Hello,
I am trying to use mTLS- authentication from within my app for communication with a server.
The idea is that the client certificate is installed on the device from outside of the app, e.g. by MDM or AppleConfigurator.
And the app needs to get and use that certificate to authenticate itself to the server on establishing https(TLS)- connection.
How can this be achieved?
Thanks
Ante
To start, I’m interpreting mTLS as mutual TLS.
The idea is that the client certificate is installed on the device from outside of the app, e.g. by MDM or AppleConfigurator.
This is the sticking point. Credentials installed in this way are placed in an Apple-only keychain access group and thus are unavailable to your app. QA1745 Making Certificates and Keys Available To Your App has more details on this.
You will need to find an alternative way to provision your app with your credentials. There’s a bunch of ways you can do this but in managed environments the best option IMO is to use Kerberos SSO. You have two ways to approach that:
You can configure your origin server to support Kerberos SSO and then you’re done.
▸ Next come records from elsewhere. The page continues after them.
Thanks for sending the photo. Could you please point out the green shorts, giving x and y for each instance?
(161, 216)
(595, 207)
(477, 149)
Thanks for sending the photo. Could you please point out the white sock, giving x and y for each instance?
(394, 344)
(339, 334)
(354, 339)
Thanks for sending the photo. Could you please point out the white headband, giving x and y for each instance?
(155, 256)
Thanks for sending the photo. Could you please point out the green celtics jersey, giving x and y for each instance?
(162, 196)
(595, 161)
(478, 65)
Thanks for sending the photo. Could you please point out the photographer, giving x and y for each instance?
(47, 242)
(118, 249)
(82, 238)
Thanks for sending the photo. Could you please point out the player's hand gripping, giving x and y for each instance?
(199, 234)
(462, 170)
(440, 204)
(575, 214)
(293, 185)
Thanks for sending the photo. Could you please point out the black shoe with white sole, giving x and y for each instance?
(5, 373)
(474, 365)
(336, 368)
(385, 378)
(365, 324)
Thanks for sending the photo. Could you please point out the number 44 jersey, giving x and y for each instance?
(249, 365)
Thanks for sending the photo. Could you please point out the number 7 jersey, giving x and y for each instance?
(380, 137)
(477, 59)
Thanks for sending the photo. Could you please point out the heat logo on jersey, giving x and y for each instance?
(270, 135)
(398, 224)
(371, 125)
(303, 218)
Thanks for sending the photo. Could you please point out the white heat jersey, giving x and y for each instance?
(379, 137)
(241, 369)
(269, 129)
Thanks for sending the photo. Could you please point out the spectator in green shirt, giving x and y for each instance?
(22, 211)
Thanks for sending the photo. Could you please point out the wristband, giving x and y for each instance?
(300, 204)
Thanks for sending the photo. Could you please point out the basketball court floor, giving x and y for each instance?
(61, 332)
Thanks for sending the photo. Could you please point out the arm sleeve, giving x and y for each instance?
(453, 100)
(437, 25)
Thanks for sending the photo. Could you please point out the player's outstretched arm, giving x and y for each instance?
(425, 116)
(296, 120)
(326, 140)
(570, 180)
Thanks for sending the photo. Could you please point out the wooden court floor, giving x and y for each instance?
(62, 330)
If that’s not feasible — for example, because your origin server software doesn’t support Kerberos SSO — you can configure a second server that supports Kerberos SSO and, once authenticated, hands out the digital identity required to access the origin server. Your app can then first talk to that server to get the digital identity, and then use that to talk to the origin server.
ps Please do take the time to file an request for a better solution to this problem. This issue is a significant pain point for developers targeting a managed environment and, speaking personally, I’d love to see it get addressed. Your bug report will allow you to express your needs in your own terms, and allow iOS engineering to understand the level of demand here.
Please post your bug number, just for the record.
Share and Enjoy
—
Quinn “The Eskimo!”
Apple Developer Relations, Developer Technical Support, Core OS/Hardware
let myEmail = "eskimo" + "1" + "@apple.com"Has there been any progress made on this issue so far. I cant believe that Apple who believes so much in tight security, doesnt allow the apps to use client certs for services secured with mTLS.
We have similar issue where we would like to develop and deploy the native app on ios device in an enterprise environment and use mTLS for the backend services. Would we be able to use/load the client certs issued by Mobile Iron MDM while interacting with secure APIs.